The internal memory is usually volatile, and the external one is non-volatile, respectively, i.e. data can be stored in the internal memory only if there is power. Because of the different ways of using these types of memory, this separation occurs. External memory is intended for storing data and programs, while the internal memory is used when processing information by a computer (Fig. 4).

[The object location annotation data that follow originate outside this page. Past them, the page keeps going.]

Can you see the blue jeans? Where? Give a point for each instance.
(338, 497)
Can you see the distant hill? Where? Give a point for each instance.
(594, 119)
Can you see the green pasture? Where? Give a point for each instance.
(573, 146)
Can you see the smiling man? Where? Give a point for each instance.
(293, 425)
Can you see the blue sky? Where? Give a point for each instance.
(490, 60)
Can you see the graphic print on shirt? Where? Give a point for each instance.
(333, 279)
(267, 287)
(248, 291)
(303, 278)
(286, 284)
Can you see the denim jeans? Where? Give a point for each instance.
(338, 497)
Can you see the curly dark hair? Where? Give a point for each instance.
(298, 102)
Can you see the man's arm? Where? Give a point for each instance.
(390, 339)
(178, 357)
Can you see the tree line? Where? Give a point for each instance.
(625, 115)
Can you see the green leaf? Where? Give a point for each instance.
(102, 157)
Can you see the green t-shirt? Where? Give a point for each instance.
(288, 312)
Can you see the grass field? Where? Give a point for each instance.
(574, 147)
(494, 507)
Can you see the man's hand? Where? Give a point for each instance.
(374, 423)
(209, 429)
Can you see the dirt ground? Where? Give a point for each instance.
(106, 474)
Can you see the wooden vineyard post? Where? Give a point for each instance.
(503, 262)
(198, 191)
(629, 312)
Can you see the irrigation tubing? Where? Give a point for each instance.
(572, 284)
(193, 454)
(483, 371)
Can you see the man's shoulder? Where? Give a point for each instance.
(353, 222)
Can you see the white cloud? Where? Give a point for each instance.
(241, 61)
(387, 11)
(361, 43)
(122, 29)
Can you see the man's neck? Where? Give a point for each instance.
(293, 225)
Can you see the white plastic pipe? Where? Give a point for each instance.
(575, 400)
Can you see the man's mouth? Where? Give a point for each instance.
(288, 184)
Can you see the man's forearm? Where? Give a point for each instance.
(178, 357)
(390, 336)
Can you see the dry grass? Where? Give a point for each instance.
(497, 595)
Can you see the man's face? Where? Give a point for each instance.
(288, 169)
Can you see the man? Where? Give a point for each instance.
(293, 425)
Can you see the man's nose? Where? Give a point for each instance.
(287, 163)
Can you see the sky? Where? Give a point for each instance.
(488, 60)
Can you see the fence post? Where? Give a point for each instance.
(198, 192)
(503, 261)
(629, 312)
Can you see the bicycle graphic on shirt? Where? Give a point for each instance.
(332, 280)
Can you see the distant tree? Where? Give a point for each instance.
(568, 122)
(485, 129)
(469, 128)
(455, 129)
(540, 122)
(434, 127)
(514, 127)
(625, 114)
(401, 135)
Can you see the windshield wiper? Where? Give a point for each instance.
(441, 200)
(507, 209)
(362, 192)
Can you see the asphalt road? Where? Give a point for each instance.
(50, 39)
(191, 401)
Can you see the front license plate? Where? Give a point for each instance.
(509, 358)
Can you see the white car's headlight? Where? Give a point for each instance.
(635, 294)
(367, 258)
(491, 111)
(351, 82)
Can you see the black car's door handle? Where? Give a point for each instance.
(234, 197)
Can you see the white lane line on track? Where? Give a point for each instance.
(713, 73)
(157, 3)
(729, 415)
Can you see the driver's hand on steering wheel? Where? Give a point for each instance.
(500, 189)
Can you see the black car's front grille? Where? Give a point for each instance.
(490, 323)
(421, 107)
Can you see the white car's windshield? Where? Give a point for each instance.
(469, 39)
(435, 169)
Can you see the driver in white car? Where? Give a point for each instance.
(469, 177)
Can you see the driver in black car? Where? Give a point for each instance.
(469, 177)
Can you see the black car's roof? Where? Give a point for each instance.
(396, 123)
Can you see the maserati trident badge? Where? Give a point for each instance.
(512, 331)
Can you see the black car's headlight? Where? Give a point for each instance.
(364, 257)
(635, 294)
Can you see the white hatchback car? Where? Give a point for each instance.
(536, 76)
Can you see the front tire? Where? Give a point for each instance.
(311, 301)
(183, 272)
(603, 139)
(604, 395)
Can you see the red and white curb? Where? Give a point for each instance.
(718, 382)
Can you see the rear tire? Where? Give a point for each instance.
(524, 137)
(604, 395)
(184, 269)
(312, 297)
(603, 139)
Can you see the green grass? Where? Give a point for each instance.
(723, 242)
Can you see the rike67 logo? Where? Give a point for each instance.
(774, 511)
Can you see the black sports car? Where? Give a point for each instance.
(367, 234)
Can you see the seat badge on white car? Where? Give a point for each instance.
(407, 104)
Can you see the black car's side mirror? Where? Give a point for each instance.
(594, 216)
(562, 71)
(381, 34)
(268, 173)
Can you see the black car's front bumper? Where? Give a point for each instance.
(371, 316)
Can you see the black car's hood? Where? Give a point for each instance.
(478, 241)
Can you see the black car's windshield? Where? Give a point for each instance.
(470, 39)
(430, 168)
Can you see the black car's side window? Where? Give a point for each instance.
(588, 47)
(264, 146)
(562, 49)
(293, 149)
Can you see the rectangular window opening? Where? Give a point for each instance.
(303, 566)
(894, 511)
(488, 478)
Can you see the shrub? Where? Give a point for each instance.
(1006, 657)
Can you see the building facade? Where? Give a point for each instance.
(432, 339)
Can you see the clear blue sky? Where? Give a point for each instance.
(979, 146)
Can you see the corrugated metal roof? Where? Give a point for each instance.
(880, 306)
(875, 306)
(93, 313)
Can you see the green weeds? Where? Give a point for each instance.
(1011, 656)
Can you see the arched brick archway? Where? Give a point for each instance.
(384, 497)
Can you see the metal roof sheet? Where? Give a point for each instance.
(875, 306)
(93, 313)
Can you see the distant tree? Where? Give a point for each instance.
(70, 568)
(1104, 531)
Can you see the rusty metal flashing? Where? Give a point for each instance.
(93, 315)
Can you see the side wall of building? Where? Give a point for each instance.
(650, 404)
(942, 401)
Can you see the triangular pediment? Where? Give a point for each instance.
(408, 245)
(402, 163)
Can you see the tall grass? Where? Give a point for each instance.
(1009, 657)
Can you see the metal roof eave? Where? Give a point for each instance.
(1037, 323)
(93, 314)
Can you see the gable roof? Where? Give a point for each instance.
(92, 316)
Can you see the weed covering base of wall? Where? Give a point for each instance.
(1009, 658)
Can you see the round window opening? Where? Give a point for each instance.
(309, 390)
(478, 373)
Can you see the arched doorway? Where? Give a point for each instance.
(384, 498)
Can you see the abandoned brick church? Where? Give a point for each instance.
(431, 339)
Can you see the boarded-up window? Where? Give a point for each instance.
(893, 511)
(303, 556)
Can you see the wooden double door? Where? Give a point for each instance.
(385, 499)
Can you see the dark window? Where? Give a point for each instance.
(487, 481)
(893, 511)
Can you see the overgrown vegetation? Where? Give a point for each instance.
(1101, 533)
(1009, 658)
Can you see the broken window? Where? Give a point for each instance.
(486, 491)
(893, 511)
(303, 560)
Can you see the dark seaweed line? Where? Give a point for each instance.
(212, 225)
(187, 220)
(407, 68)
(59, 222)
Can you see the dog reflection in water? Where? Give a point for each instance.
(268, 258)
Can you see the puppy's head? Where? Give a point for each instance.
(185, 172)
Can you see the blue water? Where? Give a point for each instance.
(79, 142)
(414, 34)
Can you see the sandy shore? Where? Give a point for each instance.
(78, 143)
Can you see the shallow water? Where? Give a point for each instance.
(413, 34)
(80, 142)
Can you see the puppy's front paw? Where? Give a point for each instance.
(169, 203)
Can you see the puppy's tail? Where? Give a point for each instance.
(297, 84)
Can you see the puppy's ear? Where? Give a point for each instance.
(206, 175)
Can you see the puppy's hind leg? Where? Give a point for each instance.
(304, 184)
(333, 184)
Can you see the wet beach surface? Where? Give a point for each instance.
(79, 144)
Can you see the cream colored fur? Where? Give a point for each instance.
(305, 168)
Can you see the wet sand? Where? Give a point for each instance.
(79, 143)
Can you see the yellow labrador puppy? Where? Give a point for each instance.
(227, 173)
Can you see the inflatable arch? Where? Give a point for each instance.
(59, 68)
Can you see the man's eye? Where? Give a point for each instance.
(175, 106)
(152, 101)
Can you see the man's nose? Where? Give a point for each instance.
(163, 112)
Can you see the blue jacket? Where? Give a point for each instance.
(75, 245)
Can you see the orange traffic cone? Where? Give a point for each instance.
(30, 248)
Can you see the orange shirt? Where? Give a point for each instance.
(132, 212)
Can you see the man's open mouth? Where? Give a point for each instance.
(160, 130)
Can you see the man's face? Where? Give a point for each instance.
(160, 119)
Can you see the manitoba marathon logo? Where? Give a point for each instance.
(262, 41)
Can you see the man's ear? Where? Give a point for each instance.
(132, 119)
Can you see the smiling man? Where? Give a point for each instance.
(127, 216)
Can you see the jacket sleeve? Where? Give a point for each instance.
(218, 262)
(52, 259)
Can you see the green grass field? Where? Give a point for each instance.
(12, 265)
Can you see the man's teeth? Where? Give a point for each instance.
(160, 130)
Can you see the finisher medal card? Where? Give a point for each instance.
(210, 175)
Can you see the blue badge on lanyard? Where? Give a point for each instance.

RAM (RAM, RAM) provides work with the software. From it, the processor and the coprocessor (a device that helps the processor perform complex mathematical calculations) take programs and source data for processing. The characteristic of RAM is the amount measured in megabytes (MB). RAM is available in the form of chips assembled into special modules: DIMM or the latest DDR and DDR2 modules. Each module can hold from 1 to 512 MB (Fig. 5).
Fig. 5. RAM module
Cache is used to speed up access to RAM, on high-speed computers, a special ultra-fast cache memory is used, which is located as if between the processor and RAM and stores copies of the most frequently used sections of RAM. When the microprocessor accesses the memory, the necessary data is first searched in the cache memory. Since the access time to cache memory is several times less than to regular memory, and in most cases the data required by the microprocessor is already contained in cache memory and the average access time to memory decreases.
All these types of memory are volatile, i.e. they are cleared when the power is turned off.
Permanent memory. Other names: ROM (Permanent Storage Device), ROM (Read Only Memory – read-only memory). Slow memory is necessary to start the computer when it is turned on. Non-volatile.